Der 3D-Druck arbeitet mit verschiedenen Verfahren. Drahtbasierte Verfahren wie „Fronius Additive“ schmelzen den Schweißdraht und bauen das Werkstück Schicht für Schicht auf. Um zu verhindern, dass zu viel Wärme in das Werkstück fließt, müssen sie so ausgelegt sein, dass sie möglichst wenig Energie aufbringen. Das MIG-basierte Cold Metal Transfer-Schweißverfahren (CMT) von Fronius eignet sich besonders für den Metall-3D-Druck von Aluminiumbauteilen. CMT ist ein „kühler“ Kurzlichtbogenprozess, der trotz hoher Abschmelzleistung den Wärmeeintrag minimiert. Dieses Verfahren eignet sich daher für das additive Schweißen, bei dem der zyklische Aufbau von Schweißraupen einen hohen Wärmeeintrag verursacht.

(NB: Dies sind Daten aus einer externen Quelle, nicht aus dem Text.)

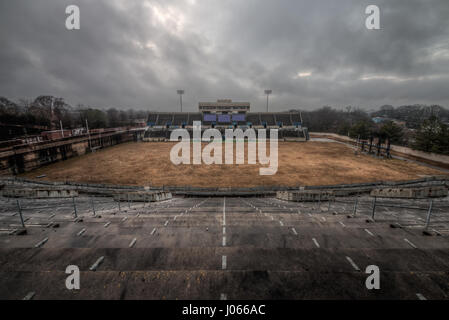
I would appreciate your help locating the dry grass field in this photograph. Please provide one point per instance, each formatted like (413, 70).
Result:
(311, 163)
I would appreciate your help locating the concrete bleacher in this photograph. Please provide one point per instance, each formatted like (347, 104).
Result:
(209, 248)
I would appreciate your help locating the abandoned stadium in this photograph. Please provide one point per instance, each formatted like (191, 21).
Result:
(261, 239)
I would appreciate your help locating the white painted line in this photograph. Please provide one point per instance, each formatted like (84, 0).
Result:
(353, 264)
(410, 243)
(224, 211)
(420, 296)
(41, 243)
(96, 264)
(29, 295)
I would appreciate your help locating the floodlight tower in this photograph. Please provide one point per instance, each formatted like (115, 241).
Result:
(268, 92)
(180, 92)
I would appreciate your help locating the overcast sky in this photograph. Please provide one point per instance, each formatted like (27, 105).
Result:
(310, 53)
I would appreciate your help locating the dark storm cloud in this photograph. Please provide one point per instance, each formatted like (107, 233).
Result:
(311, 53)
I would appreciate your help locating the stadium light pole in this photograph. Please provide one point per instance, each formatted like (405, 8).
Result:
(180, 92)
(268, 92)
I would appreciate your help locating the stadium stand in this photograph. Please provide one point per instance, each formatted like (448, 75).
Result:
(165, 119)
(253, 118)
(283, 118)
(194, 116)
(180, 119)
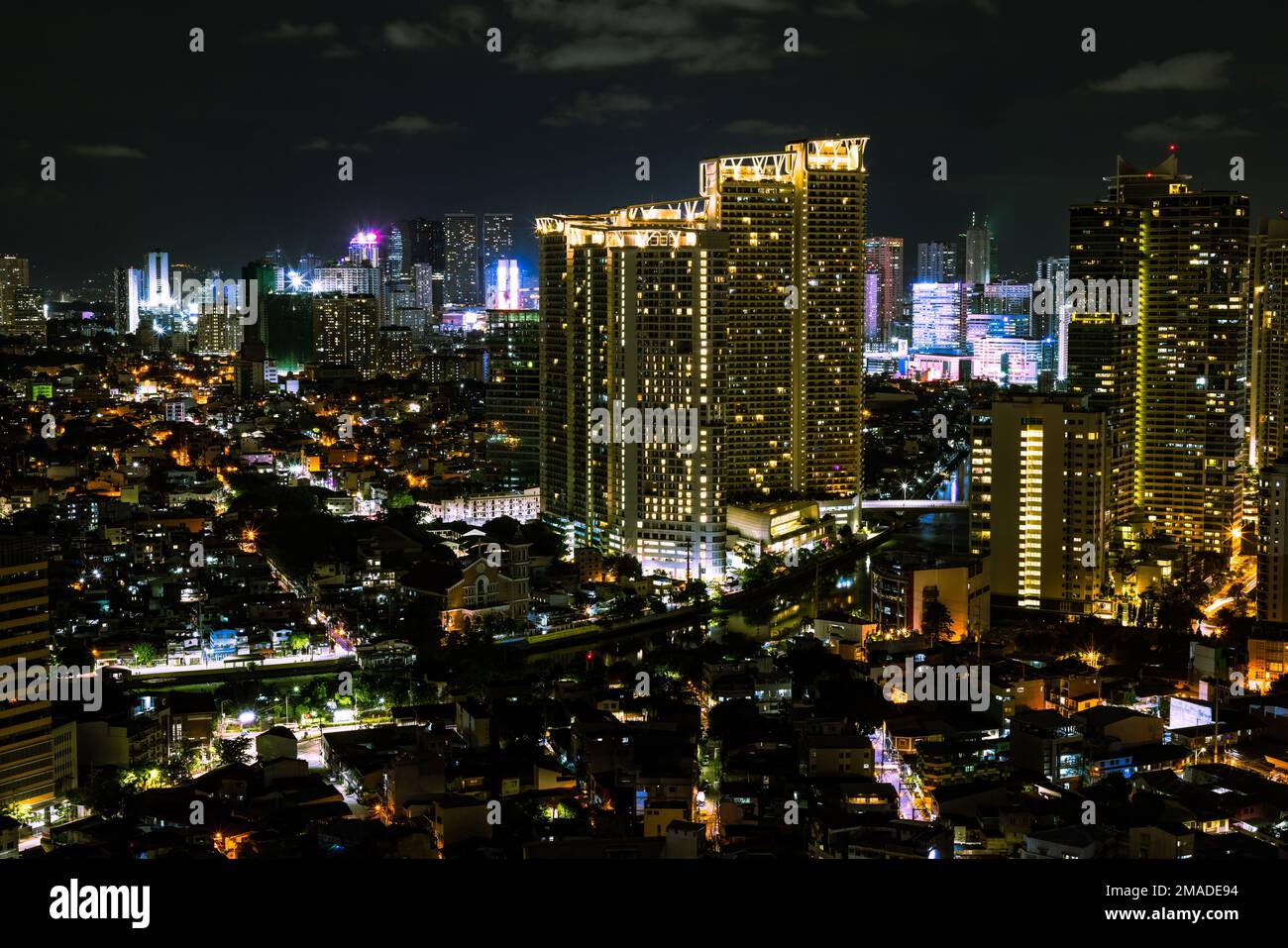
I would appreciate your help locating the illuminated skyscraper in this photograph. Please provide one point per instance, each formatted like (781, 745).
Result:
(501, 283)
(514, 397)
(936, 263)
(1038, 505)
(1168, 364)
(397, 355)
(26, 727)
(462, 261)
(365, 249)
(980, 253)
(884, 258)
(795, 222)
(158, 281)
(632, 317)
(1273, 543)
(1055, 325)
(1269, 410)
(939, 317)
(394, 256)
(497, 240)
(347, 333)
(13, 274)
(423, 243)
(287, 330)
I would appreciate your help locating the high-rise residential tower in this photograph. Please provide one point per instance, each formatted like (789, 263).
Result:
(462, 261)
(347, 333)
(1038, 506)
(26, 725)
(1159, 340)
(936, 263)
(1267, 415)
(795, 222)
(883, 258)
(632, 320)
(980, 253)
(497, 240)
(14, 273)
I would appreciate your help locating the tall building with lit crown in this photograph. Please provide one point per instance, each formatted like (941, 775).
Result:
(1160, 343)
(513, 397)
(397, 355)
(347, 333)
(1038, 504)
(14, 274)
(1267, 412)
(883, 258)
(980, 253)
(26, 727)
(462, 261)
(1273, 543)
(497, 240)
(795, 222)
(632, 318)
(936, 263)
(365, 249)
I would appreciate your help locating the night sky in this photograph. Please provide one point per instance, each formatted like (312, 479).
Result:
(218, 156)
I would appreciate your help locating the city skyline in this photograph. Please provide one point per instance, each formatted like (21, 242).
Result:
(406, 456)
(415, 154)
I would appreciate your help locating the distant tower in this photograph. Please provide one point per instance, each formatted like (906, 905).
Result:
(462, 256)
(365, 249)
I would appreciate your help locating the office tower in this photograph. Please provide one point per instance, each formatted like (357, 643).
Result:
(501, 283)
(513, 397)
(632, 312)
(347, 333)
(462, 277)
(26, 727)
(936, 263)
(14, 273)
(1172, 373)
(1104, 249)
(884, 258)
(423, 243)
(497, 239)
(395, 252)
(219, 325)
(1054, 270)
(121, 300)
(939, 317)
(1273, 543)
(308, 265)
(423, 286)
(980, 253)
(1006, 305)
(365, 249)
(795, 223)
(1038, 505)
(29, 313)
(397, 356)
(1269, 410)
(158, 281)
(360, 279)
(287, 330)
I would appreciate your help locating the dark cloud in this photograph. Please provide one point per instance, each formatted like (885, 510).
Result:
(108, 151)
(1185, 72)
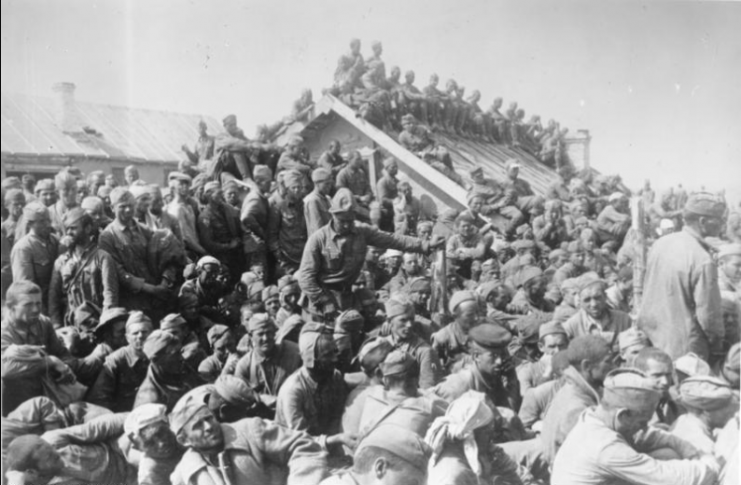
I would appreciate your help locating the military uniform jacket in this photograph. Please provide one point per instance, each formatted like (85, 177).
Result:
(257, 451)
(32, 259)
(91, 276)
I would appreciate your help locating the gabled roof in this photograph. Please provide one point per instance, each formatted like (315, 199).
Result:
(30, 128)
(465, 154)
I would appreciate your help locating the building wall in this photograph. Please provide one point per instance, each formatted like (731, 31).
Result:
(42, 167)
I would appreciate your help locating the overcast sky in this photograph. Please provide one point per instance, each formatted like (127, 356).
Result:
(656, 83)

CMT unterstützt Funktionen, die sich perfekt für den 3D-Druck von Metallen eignen. Die „Leistungskorrektur“ ist ein typisches Beispiel. Mit dieser Funktion lässt sich die elektrische Leistung exakt an die jeweilige Prozessphase anpassen, während die Abscheiderate konstant bleibt.

„Mit unseren speziell für die additive Fertigung entwickelten CMT-Additive-Pro-Funktionen wie die Leistungskorrektur oder den Deposition Stabilizer, der die Abschmelzleistung konstant hält, können wir den Leistungseintrag und somit die Höhe und Breite der Schweißnaht gezielt steuern“, erklärt DI Leonhard Reiter, Fronius R&D.

Normen für additiv gefertigte Bauteile und Druckgeräte

Als Mitglied des „Gemeinschaftsarbeitskreises für additiv gefertigte Bauteile nach der Druckgeräterichtlinie des Deutschen Instituts für Normung (DIN)“ hat Fronius in Zusammenarbeit mit Migal.Co, Linde Engineering und TÜV SÜD an der Modellqualifizierung eines additiv gefertigten Bauteils mitgewirkt. Die Arbeitsgruppe bewertete die Anwendbarkeit des Normentwurfs prEN 13445-14 auf die Bauteile von unbefeuerten Druckbehältern.

Die beteiligten Partner haben an ihren jeweiligen Standorten die Materialqualifizierung, die Designprüfung, die Prozessqualifizierung, die additive Fertigung, die Bauteil- und Druckprüfung sowie die vollständige Dokumentation der Prozesskette durchgeführt und anschließend eine verbindliche Additive Manufacturing Procedure Specification (AMPS) erstellt.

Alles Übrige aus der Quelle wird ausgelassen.